Progress on Decadal Climate Prediction

Today’s tools would have foreseen warming slowdown

If today’s tools for multiyear climate forecasting had been available in the 1990s, they would have revealed that a slowdown in global warming was likely on the way, according to new research.

The analysis, led by NCAR’s Gerald Meehl, appears in the journal Nature Climate Change. It highlights the progress being made in decadal climate prediction, in which global models use the observed state of the world’s oceans and their influence on the atmosphere to predict how global climate will evolve over the next few years.

Such decadal forecasts, while still subject to large uncertainties, have emerged as a new area of climate science.
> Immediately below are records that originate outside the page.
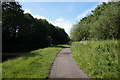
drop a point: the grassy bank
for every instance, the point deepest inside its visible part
(99, 59)
(35, 64)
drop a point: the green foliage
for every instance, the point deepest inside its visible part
(24, 32)
(35, 64)
(99, 59)
(102, 24)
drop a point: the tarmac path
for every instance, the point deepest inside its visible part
(64, 66)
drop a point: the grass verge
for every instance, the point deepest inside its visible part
(35, 64)
(99, 59)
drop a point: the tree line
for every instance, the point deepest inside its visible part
(21, 31)
(102, 24)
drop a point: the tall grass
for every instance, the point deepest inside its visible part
(99, 59)
(35, 64)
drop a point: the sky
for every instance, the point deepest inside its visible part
(61, 14)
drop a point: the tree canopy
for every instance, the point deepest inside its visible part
(24, 32)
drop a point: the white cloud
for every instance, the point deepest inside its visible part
(60, 19)
(27, 11)
(80, 16)
(63, 23)
(60, 22)
(39, 17)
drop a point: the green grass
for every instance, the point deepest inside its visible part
(35, 64)
(99, 59)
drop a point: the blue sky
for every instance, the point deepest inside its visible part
(62, 14)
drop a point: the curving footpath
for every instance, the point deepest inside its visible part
(64, 66)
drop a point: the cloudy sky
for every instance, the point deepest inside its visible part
(62, 14)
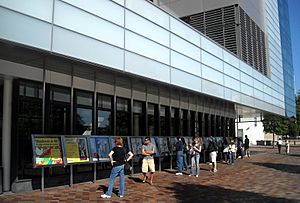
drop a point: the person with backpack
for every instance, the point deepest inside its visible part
(195, 150)
(117, 159)
(232, 152)
(212, 150)
(179, 153)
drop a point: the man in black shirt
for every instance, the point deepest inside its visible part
(246, 146)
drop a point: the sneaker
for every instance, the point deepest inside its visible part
(105, 196)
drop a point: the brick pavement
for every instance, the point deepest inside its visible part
(265, 177)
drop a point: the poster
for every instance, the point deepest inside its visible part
(136, 145)
(125, 142)
(189, 140)
(100, 148)
(155, 146)
(47, 151)
(76, 150)
(172, 143)
(162, 144)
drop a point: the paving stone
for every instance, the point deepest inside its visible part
(265, 177)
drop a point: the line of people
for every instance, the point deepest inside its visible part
(194, 151)
(119, 155)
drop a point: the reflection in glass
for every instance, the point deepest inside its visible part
(122, 117)
(104, 125)
(174, 129)
(83, 121)
(138, 119)
(183, 123)
(152, 119)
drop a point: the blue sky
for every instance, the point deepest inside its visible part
(294, 6)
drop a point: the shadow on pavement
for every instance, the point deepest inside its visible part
(296, 155)
(282, 167)
(198, 193)
(135, 179)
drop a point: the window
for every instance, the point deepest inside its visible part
(104, 115)
(175, 122)
(152, 119)
(164, 121)
(123, 117)
(28, 120)
(58, 106)
(138, 119)
(184, 123)
(83, 112)
(193, 124)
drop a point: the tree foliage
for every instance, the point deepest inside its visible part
(283, 125)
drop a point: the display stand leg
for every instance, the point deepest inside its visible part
(95, 172)
(159, 166)
(43, 179)
(71, 175)
(132, 169)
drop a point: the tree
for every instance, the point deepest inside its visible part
(298, 112)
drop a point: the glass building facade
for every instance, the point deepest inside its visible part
(287, 60)
(132, 70)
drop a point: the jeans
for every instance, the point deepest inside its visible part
(115, 171)
(180, 161)
(231, 157)
(185, 164)
(195, 162)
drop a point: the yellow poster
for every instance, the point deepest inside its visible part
(76, 150)
(48, 151)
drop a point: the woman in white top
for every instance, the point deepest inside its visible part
(232, 151)
(279, 144)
This has been facilitated by the rapid growth in computing power available to climate scientists, along with the increased sophistication of global models and the availability of higher-quality observations of the climate system, particularly the ocean.

Although global temperatures remain close to record highs, they have shown little warming trend over the last 15 years, a phenomenon sometimes referred to as the “early-2000s hiatus”. Almost all of the heat trapped by additional greenhouse gases during this period has been shown to be going into the deeper layers of the world’s oceans.
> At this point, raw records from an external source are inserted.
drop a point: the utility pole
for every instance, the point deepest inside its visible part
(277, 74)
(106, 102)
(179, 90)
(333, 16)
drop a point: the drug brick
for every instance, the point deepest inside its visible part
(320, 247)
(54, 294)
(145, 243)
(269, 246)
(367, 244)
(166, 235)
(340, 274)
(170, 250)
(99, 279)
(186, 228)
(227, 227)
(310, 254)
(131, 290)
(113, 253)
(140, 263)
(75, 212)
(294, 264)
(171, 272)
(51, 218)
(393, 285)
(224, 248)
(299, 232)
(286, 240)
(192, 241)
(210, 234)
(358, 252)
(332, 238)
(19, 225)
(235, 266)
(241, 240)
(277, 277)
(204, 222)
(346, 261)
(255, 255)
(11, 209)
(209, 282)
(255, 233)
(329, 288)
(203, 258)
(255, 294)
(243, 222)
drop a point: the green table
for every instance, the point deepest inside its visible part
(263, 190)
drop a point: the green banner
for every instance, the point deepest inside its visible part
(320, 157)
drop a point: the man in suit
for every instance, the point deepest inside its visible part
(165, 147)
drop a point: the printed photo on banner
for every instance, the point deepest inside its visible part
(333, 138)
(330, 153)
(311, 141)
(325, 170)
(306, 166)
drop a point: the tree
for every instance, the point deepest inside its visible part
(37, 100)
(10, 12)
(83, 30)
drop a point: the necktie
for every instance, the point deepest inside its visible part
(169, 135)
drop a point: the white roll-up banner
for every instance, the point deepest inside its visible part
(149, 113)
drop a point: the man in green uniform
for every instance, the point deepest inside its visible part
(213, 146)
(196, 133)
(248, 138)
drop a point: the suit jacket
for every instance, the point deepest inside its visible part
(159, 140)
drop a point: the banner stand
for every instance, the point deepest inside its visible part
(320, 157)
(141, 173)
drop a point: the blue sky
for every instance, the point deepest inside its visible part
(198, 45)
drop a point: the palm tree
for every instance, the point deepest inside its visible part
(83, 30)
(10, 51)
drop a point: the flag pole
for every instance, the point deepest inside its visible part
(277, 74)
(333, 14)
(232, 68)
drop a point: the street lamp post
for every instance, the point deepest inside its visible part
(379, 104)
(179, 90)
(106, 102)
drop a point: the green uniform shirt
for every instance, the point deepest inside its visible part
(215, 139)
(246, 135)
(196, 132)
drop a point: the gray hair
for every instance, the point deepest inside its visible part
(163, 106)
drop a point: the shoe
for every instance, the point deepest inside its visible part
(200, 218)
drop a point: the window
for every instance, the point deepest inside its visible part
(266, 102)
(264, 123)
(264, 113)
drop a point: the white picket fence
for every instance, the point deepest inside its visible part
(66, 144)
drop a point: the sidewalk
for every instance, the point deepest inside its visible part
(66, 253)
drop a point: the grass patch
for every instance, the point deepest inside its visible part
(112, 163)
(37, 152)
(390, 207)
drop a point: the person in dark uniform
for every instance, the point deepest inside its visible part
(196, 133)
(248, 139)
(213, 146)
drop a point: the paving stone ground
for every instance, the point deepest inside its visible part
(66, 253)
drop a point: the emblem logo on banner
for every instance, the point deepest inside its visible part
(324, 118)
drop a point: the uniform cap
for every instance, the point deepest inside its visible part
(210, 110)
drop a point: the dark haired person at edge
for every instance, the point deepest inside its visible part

The hiatus was not predicted by the average conditions simulated by earlier climate models because they were not configured to predict decade-by-decade variations.

However, to challenge the assumption that no climate model could have foreseen the hiatus, Meehl posed this question: “If we could be transported back to the 1990s with this new decadal prediction capability, a set of current models, and a modern-day supercomputer, could we simulate the hiatus?”
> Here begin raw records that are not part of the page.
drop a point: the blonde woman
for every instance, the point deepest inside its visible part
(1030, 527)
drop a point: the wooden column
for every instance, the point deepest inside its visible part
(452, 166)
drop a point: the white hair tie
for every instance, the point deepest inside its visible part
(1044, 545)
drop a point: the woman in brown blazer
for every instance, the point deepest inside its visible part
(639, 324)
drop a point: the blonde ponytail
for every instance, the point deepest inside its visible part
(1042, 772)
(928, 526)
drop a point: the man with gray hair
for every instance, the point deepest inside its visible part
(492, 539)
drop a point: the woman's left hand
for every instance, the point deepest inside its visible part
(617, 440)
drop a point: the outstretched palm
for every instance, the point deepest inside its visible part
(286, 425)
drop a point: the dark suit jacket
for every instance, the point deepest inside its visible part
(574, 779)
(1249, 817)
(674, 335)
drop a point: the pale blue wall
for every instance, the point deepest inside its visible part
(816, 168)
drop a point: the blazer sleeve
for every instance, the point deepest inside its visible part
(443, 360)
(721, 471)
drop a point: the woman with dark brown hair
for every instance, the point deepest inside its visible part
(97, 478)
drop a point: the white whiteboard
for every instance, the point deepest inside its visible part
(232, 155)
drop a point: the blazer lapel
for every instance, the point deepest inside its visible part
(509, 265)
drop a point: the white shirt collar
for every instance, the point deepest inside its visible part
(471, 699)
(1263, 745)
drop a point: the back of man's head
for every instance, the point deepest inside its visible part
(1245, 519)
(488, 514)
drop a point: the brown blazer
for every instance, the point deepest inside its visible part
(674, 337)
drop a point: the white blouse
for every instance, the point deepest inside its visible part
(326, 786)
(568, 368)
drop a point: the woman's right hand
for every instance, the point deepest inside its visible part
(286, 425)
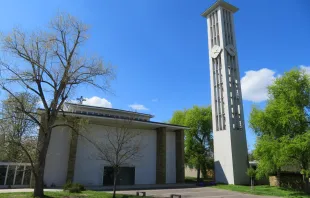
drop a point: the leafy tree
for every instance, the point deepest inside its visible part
(198, 139)
(287, 110)
(283, 125)
(269, 152)
(251, 173)
(50, 66)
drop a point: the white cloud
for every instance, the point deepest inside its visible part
(155, 100)
(97, 101)
(254, 84)
(138, 107)
(306, 68)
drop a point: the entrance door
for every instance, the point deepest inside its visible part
(126, 176)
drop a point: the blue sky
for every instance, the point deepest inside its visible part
(160, 47)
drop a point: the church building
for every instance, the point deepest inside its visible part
(70, 156)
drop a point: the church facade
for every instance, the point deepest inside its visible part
(71, 157)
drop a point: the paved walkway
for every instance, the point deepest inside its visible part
(201, 192)
(25, 190)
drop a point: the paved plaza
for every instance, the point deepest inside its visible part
(202, 192)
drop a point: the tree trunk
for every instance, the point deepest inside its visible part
(198, 174)
(278, 178)
(114, 185)
(43, 142)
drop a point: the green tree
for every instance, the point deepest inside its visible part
(287, 110)
(198, 138)
(251, 173)
(269, 152)
(51, 66)
(282, 126)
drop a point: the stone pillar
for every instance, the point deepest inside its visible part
(179, 156)
(72, 155)
(161, 156)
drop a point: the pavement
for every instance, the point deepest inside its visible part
(25, 190)
(197, 192)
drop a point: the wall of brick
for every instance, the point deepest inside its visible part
(179, 149)
(161, 155)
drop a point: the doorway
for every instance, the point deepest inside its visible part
(126, 176)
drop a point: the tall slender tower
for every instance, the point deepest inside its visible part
(230, 147)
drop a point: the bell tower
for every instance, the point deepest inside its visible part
(230, 146)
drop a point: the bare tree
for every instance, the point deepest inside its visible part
(120, 147)
(17, 130)
(50, 66)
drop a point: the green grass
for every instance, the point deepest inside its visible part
(264, 190)
(61, 194)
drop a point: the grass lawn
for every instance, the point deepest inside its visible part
(83, 194)
(264, 190)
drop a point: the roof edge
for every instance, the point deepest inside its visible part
(219, 3)
(110, 118)
(111, 109)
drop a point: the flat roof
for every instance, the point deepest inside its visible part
(217, 4)
(110, 118)
(111, 109)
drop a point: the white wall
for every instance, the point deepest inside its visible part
(89, 170)
(170, 158)
(57, 157)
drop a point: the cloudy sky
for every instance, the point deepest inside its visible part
(160, 51)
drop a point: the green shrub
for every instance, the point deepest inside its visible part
(80, 186)
(73, 187)
(67, 186)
LOOKING AT YESTERDAY’S FUTURE WITH TODAY’S TOOLS

To answer this question, Meehl and colleagues applied contemporary models in a “hindcast” experiment using the new methods for decadal climate prediction. The models were started, or “initialized,” with particular past observed conditions in the climate system. The models then simulated the climate over previous time periods where the outcome is known.

The researchers drew on 16 models from research centers around the world that were assessed in the most recent report by the Intergovernmental Panel on Climate Change (IPCC). For each year from 1960 through 2005, these models simulated the state of the climate system over the subsequent 3-to-7-year period, including whether the global temperature would be warmer or cooler than it was in the preceding 15-year period.

Starting in the late 1990s, the 3-to-7-year forecasts (averaged across each year’s set of models) consistently simulated the leveling of global temperature that was observed after the year 2000. (See image at bottom.) The models also produced the observed pattern of stronger trade winds and cooler-than-normal sea surface temperatures over the tropical Pacific. Aprevious study by Meehl and colleagues related the observed hiatus of globally averaged surface air temperature to this pattern, which is associated with enhanced heat storage in the subsurface Pacific and other parts of the deeper global oceans.

Although scientists are continuing to analyze all the factors that might be driving the hiatus, the new study suggests that natural decade-to-decade climate variability is largely responsible.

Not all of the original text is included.